The initial movement regime was separated into progressions. I anticipated a likely need for significant release over subsequent treatments with the primary vector being visceral. And additionally there were likely to be neural/dural vectors. My treatment approach was therefore very gentle.
To ‘capture’ the dural system we placed a small rolled towel under the sacrum. Feet were to be placed on a wall to prevent supination. The patient then slowly and gently flexed the head and neck to create a gentle dural stretch. The progressions were to add the use of her upper limbs by attempting to control the 3rd and 4th thoracic rings whilst raising her upper limbs to 90 degrees. She could then add knee rolls (all the time controlling the rings and using breath to release any vectors) subsequently taking the correction into sitting, and then standing.
Ms. A is not local to the clinic, we had therefore agreed to liaise over the internet to monitor progress and discuss any issues that may arise. We spoke just over a week after the initial assessment and treatment. She reported that her low back pain had improved a lot, but that she was getting some coccyx/pelvic floor pain and some left plantar fascia pain with walking.

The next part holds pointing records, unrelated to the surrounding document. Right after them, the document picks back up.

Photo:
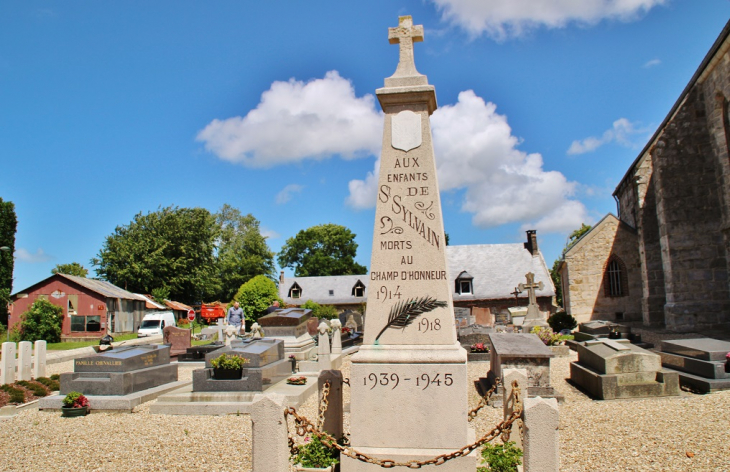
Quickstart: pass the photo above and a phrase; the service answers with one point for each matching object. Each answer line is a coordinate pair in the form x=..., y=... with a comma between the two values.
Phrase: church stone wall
x=689, y=210
x=584, y=270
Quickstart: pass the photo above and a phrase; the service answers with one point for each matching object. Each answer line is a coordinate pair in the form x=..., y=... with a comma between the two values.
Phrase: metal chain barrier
x=304, y=426
x=484, y=401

I had omitted to assess the position of her coccyx at her first assessment, so I asked her to do this herself. She felt that it was deviated to the left. I hypothesised that her coccygeus muscle may be tight in response to us not monitoring it during the dural stretches. I asked the patient to gently correct the coccyx whilst thinking of her cues for her thoracic rings, then to step forwards. She reported that the foot pain was resolved with the coccyx and thoracic correction. We know that the third and 4th thoracic rings were poorly controlled and ‘glued’. Iliocostalis attaches posteriorly to the ribs and ilium, and if acting or reacting can compress the SIJ and cause dysfunction. In this case Ms. A’s pelvis was rotated to the left ((L) TPR) which worsened with weight transfer onto the right lower limb. We could hypothesise that when walking, increased tension and torque would occur at the knee, which could irritate the posterior tibial nerve. We could also hypothesise that the left coccygeus had increased in tone as a reaction to the pelvic TPR/IPT which was why on palpation it felt tight and sore.
We agreed on the following revised treatment plan:
- Release: Left coccygeus (manually first and then with imagery)

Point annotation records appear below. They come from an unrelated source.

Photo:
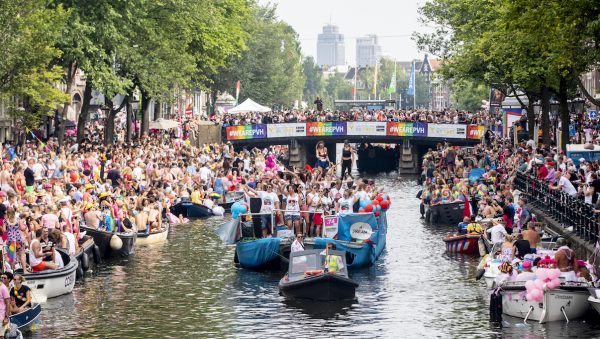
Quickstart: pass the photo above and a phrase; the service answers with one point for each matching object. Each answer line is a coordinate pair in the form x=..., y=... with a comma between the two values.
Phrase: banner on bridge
x=447, y=131
x=407, y=129
x=366, y=128
x=355, y=128
x=324, y=129
x=286, y=130
x=245, y=132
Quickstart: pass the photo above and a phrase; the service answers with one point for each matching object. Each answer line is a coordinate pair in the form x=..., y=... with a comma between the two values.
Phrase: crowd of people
x=291, y=116
x=483, y=176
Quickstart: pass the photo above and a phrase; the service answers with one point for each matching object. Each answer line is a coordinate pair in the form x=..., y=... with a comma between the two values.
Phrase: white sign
x=286, y=130
x=366, y=128
x=360, y=231
x=330, y=227
x=447, y=131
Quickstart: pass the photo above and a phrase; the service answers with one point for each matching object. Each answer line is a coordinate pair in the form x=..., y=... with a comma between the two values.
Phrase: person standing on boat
x=20, y=295
x=292, y=209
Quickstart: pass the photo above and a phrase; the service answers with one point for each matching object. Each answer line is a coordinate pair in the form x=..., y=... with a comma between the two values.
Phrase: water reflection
x=189, y=288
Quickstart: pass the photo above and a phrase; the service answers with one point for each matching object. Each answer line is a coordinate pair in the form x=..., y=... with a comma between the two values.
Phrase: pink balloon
x=529, y=285
x=539, y=284
x=542, y=273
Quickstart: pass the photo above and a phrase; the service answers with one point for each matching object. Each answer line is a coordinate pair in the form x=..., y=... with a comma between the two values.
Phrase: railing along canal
x=566, y=209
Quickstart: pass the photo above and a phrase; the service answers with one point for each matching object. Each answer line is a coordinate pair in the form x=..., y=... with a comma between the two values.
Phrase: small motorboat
x=567, y=302
x=462, y=243
x=230, y=198
x=309, y=278
x=144, y=238
x=109, y=248
x=52, y=283
x=87, y=251
x=26, y=319
x=190, y=210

- Align: Thoracic rings 3 and 4 and coccyx.
- Connect: Cue to relax the pelvic floor and to connect to the ‘deep system’ at thoracic rings 3 and 4.

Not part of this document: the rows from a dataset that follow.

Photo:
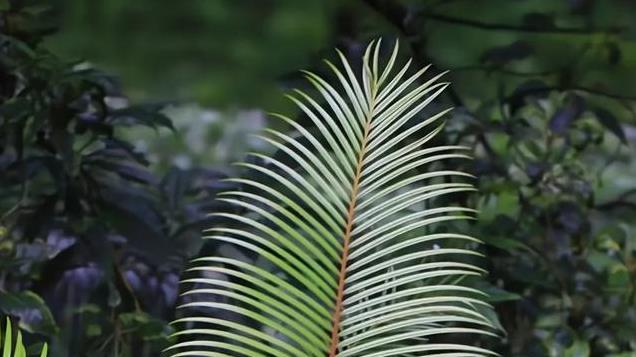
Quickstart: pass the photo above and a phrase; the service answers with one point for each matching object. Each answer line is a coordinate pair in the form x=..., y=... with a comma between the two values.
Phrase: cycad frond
x=9, y=349
x=344, y=222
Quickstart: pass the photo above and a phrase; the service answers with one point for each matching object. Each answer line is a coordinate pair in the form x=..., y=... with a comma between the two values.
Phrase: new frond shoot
x=345, y=242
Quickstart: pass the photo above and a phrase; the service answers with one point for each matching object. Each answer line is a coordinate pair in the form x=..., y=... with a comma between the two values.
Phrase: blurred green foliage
x=543, y=91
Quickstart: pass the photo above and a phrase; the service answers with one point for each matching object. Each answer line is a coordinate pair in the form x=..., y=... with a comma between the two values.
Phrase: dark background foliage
x=105, y=181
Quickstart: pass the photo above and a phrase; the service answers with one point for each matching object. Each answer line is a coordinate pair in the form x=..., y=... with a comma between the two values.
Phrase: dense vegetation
x=95, y=227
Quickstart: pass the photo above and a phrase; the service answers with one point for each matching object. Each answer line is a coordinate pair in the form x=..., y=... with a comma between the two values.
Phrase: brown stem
x=337, y=314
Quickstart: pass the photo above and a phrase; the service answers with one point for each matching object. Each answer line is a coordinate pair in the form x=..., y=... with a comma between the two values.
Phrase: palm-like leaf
x=18, y=350
x=355, y=270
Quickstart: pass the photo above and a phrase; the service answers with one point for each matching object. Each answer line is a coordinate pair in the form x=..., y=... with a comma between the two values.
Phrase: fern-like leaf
x=343, y=217
x=9, y=349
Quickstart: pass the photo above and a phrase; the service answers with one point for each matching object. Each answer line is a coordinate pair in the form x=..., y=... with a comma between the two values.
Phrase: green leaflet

- Move: Step forwards (if easy and pain free continue for 30 reps, if possible).
Ms. A continued to have intermittent ‘flares’ of her pain for a few weeks, although the pain had improved to the point that she had been able to reduce a lot of her regular analgesic medication. We are continuing to work on the control of her thorax, and have also been working on coccygeus cues as her pelvic floor reacts quickly if she either pushes the dural release too hard or sits on a hard chair/surface for too long. The plantar-fascia pain has not returned. We are still taking note of any changes that occur with her ability to perform the exercises and her pain levels when her orthodontic braces are adjusted. Ms. A has also had to spend some time managing her stress levels and coping with the variation in her pain. We discussed not panicking if her pain levels increase, as in the past she has always tended to rush to have manual treatment straight away. She now has the ability to self-correct more easily which will enable us to add ‘layers’ to her treatment each time she visits the clinic.